But our problems come after the delicate and spectacular failures of the international avant-garde in the face of international Capital. The crises we face in the wasteland created by immoral profit mechanisms may be solved, as you suggest, with vision or vision may be simply holding on to an innocence we can no longer afford.
Are there any post-Avant solutions for the 21st century instead of a call to (secular or divine) vision that implicate both ethics and form?
Your question is as urgent as it is difficult to answer, Gene. (By the way, I spotted a young woman reading your book at the Brothers K here in Evanston a week or two ago. Poetry is alive!) The question of "innocence" fascinates: certainly American innocence is one of the most powerful, dangerous, and uncontrolled weapons at our disposal. I do subscribe to the Blakean notion of a passage through experience to innocence renewed--innocence with a difference, ethically charged and yet unburdened. Knowledge AND forgiveness.

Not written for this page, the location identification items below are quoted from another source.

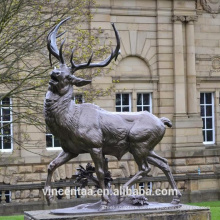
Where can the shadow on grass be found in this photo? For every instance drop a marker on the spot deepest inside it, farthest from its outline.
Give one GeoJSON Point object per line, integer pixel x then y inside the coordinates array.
{"type": "Point", "coordinates": [214, 208]}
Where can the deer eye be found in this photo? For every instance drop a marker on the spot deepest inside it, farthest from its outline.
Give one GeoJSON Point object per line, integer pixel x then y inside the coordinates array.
{"type": "Point", "coordinates": [68, 77]}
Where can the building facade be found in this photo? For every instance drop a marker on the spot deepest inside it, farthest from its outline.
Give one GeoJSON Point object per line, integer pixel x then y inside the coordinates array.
{"type": "Point", "coordinates": [169, 65]}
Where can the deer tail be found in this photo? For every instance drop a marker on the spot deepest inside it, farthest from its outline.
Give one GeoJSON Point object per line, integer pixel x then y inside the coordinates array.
{"type": "Point", "coordinates": [166, 121]}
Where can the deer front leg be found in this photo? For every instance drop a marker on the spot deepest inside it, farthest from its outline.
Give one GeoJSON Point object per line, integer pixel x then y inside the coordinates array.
{"type": "Point", "coordinates": [98, 160]}
{"type": "Point", "coordinates": [166, 169]}
{"type": "Point", "coordinates": [61, 159]}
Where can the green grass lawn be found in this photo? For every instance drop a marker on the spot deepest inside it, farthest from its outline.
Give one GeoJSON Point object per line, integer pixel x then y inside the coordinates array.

What might this look like on a formal level? I think, as I've suggested, that it may look like a kind of charged collage--using the word "charged" again to suggest both energy and fidelity to a mission or task--a collage that entangles its reader and returns him or her to the real square one of innocence: having to choose, conscious of choice, surrendering all claims to knowing-in-advance.
The problem for a poet, again speaking of form, is to come up with a mode of collage that bears that charge, which I think means something like Olson's breath-energy, but which owes even greater fidelity to music. I seem to be dreaming of a new kind of "open form": poems that may deploy the architectonics of traditional form, but which nonetheless ask to be read as open. Severance Songs tries to do this but I'm not sure that book succeeds in fully escaping (and then returning) to the gravity well of the sonnet.
The escape must be real and the return must be just as real: the action, the movement, belongs to the reader.